Definition of the Hepler sandstone--Above the Marmaton group is the Bourbon group, containing about 150 feet of shale and sandstone and locally 40 feet or more of alternating very hard dark-blue and dark shale beds in the upper part. At the base is a very persistent sandstone, which is generally not more than 3 or 4 feet thick, but which is about 20 feet thick north of Pleasanton, where it is asphalt-bearing. This sandstone is a good marker, and its upper surface can be used as a key horizon for surface mapping. It is equivalent to the lower part of the Seminole formation in Oklahoma and probably to the Warrensburg sandstone in Missouri. It is here named the Hepler sandstone and classed as a formation of the Bourbon group. Field studies show that the Bourbon strata are lithologically varied and are divisible into several formations. The Checkerboard limestone of Oklahoma is tentatively identified in Kansas as a part of the Bourbon beds. From Kansas City southward to Linn County a sandy zone called the Knobtown sandstone (Greene, 1933, pp. 13, 19) occurs in the upper part of the Bourbon.

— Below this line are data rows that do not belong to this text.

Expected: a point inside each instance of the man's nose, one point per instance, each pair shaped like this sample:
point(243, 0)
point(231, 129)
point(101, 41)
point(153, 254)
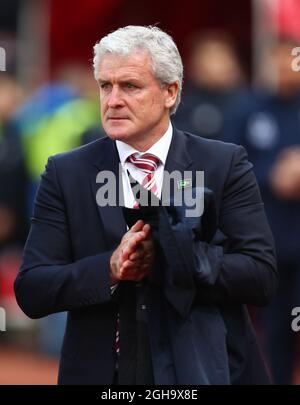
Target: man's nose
point(115, 98)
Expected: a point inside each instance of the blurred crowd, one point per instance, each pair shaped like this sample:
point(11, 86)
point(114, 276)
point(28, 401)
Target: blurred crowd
point(218, 103)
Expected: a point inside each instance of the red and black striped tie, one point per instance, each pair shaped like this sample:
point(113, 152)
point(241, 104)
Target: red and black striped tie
point(147, 163)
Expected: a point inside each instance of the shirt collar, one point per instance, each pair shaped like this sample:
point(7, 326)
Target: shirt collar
point(159, 149)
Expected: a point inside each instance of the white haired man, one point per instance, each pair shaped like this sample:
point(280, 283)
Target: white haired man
point(80, 257)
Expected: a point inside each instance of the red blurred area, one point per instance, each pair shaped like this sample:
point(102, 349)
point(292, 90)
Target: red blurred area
point(75, 26)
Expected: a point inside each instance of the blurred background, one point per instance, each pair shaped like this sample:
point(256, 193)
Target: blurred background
point(239, 87)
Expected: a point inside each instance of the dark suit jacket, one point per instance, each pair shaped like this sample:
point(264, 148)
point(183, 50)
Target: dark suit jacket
point(66, 268)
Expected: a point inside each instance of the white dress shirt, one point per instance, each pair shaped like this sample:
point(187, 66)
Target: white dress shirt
point(160, 149)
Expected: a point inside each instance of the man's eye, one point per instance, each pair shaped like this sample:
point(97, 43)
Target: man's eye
point(104, 86)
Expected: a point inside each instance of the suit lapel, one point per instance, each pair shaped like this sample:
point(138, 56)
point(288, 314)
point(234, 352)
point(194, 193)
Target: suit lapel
point(107, 159)
point(178, 159)
point(111, 216)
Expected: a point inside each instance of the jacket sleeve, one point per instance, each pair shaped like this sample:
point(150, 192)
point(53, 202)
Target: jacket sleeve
point(246, 271)
point(50, 280)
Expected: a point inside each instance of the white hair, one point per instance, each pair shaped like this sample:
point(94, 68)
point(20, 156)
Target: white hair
point(166, 61)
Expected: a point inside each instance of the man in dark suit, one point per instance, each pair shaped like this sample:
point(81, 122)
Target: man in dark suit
point(152, 304)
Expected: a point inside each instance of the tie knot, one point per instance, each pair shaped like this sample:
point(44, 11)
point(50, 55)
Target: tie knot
point(147, 163)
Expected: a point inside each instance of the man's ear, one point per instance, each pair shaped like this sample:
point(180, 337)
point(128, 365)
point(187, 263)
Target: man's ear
point(171, 94)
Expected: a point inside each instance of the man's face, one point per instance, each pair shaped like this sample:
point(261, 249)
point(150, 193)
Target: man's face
point(134, 105)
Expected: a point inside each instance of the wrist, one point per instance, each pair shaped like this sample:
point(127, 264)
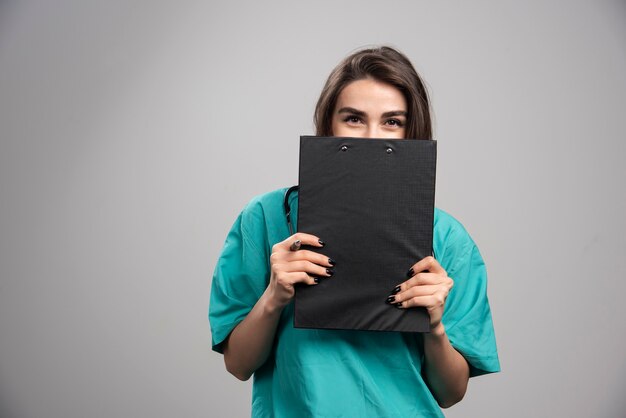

This sandstone, which is very lenticular, is recognized in central Linn County, but alternating beds of dark-blue flaggy limestone and shale are found at this stratigraphic position in southern Linn County and northern Bourbon County. Subdivisions of the Bourbon group above the Hepler sandstone are to be discussed in a later paper.
The thickness of the Hepler sandstone in Kansas ranges from 3 feet or less to about 20 feet. The sandstone is thickest in an area north of Pleasanton in Linn County. It is easily traceable along its outcrop from northeastern Linn County to southwestern Labette County. The location of the outcrop belt is indicated by the line representing the base of the Bourbon beds on the state geologic map (Moore and Landes, 1937). The sandstone is a fine-grained micaceous quartzose rock, in which the grains are bound by calcareous cement. The sand grains are mostly angular in shape. Weathered exposures are brown, but fresh exposures are light gray. The bedding is thin and only locally irregular. In central Labette County the sandstone is believed to grade laterally into a sandy limestone containing marine fossils, principally brachiopods and crinoid fragments. Farther south in Labette County the ordinary sandstone facies reappears, and sandstone of this facies extends into Oklahoma. The Hepler sandstone lies disconformably on upper layers of the Marmaton group. It seems to be overlain conformably by gray, yellow, and black shale.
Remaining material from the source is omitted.